The two terms are often confused. In the 19th century Paris, especially during the Second Empire, cocottes were high-ranking prostitutes; their rank was determined by the number of ruined men they left in their wake. They were mostly of low origin and socially unacceptable outside their circle. Even La Païva, the richest cocotte in France and wife of a Portuguese aristocrat, was turned out when she attempted to appear at Court.
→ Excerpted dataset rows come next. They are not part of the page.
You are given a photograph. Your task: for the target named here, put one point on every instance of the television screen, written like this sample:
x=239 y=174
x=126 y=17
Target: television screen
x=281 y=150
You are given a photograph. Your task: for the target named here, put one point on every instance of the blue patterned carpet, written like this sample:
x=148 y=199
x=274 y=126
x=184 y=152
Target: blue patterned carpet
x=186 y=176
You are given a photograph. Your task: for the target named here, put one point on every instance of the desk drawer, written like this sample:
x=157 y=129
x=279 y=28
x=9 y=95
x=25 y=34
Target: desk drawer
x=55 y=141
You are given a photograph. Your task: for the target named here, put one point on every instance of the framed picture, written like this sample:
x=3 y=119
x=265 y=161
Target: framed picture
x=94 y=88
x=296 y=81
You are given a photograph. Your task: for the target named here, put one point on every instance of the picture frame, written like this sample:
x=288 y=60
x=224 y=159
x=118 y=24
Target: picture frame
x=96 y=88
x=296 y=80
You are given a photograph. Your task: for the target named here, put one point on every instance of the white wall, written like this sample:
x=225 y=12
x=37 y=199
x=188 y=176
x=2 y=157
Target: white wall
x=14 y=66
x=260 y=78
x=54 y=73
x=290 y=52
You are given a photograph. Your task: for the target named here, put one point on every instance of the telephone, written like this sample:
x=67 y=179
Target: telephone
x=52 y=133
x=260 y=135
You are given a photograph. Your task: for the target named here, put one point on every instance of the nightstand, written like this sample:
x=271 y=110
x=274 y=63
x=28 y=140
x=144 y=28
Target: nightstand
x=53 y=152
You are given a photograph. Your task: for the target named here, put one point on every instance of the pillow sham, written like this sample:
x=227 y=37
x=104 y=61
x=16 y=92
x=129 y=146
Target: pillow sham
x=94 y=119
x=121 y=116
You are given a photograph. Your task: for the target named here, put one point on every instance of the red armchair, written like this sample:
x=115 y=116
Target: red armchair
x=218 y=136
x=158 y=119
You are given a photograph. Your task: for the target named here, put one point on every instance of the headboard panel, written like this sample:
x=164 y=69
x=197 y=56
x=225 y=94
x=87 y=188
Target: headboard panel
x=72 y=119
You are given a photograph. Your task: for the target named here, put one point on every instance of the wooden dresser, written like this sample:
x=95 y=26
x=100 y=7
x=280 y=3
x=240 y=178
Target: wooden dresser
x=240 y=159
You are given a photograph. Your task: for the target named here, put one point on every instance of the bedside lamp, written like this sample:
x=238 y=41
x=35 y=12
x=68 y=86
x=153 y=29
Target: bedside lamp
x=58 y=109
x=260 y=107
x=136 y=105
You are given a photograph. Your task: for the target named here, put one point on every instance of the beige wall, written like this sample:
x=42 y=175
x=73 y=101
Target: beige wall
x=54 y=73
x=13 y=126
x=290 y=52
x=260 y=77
Cocodettes, on the other hand, were well-born spirited women in the entourage of Empress Eugénie. Duchesses, countesses, and wives of foreign ambassadors aspired to be members of the club. However, as far as virtue was concerned, cocottes and cocodettes often stood on the same moral level. In fact, the imperial court was an upscale brothel where sex was exchanged for favors. Napoleon III, a notorious sex-addict, cruised the in-crowd for easy conquests. To an experienced courtier, a twirl of the emperor’s moustache was a sure sign that the object of his interest would soon find herself in a horizontal position. To be tumbled by the emperor was considered a badge of honor. During a ball given at the court, “Madame de X.,” recalled Baron Haussmann, “was loudly enthusiastic after what had just happened to her. I had to snatch her away for a waltz to prevent her from bragging about it to her husband.”
Cocottes and cocodettes – two faces of the moral decadence that characterized the exuberant Second Empire. It all came to an end in 1870 when France provoked a war with Prussia and suffered a defeat. The Third Republic, built on the Second Empire’s ruins, proclaimed the return to middle-class morality.